In Simple Made Easy, Rich Hickey talks about the difference between “simple” (i.e., uncomplicated) and “easy” (i.e., convenient). This is just one of the many great talks that are available on YouTube and other sites.
As much as I like these talks, a couple of things disturb me about them. First, the video content (especially slides and screencasts) isn’t easy for blind users to access. Second, there isn’t any way to index the content of the slides.
I’ve mused for some years about ways to improve this situation, but it always seemed like an insuperable challenge. However, advances in the Elixir ecosystem (e.g., Broadway, Bumblebee, Nx) may be bringing a relatively simple solution into reach.
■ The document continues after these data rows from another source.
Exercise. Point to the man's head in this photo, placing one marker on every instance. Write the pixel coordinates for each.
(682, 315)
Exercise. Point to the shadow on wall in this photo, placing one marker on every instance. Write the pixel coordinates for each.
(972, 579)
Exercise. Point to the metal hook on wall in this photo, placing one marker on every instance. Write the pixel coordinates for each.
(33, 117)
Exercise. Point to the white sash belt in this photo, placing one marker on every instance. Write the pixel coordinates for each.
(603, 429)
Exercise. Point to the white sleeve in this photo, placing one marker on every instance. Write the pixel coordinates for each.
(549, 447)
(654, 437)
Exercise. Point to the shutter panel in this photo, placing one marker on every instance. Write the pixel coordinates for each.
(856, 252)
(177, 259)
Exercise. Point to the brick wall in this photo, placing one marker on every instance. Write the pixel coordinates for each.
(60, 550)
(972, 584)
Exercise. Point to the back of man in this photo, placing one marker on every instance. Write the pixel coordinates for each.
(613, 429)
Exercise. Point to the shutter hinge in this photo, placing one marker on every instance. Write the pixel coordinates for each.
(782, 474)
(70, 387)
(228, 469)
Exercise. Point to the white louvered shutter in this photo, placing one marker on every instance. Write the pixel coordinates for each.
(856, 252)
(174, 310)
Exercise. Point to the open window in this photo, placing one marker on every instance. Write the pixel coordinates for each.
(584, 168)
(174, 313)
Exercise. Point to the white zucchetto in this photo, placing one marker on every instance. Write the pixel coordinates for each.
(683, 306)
If you find this (speculative!) notion appealing, please read on, comment, etc.
Problem Description
A typical, well-edited conference presentation video will show the speaker, some slides and/or screen content, and perhaps a banner giving the talk and/or conference name, etc. The layout will vary, based on the taste of the person doing the video editing.
So much for input. The desired output would be a set of time-stamped summaries of the slides, preferably in a format such as Markdown. This could be used, along with the audio stream, to allow a blind user to gain access to most of the material being presented. It could also give any interested party an easy way to search for keywords, etc.
Here’s a high level rundown of the steps that might be involved:
- Capture the video stream from the web site.
- Convert the stream into a time-tagged series of images.
- Extract the portion of each image containing the slide.
- Analyze the slide’s textual content.
- Generate markup to replicate the text and formatting.
- Save the (time-stamped) markup as a web page.
- Rinse, repeat…
Of course, there will be complications. Dynamic content, embedded graphics, and live coding all come to mind. However, even a partial solution would be much better than the current impasse.
Might anyone have comments, clues, and/or assistance to offer?
-r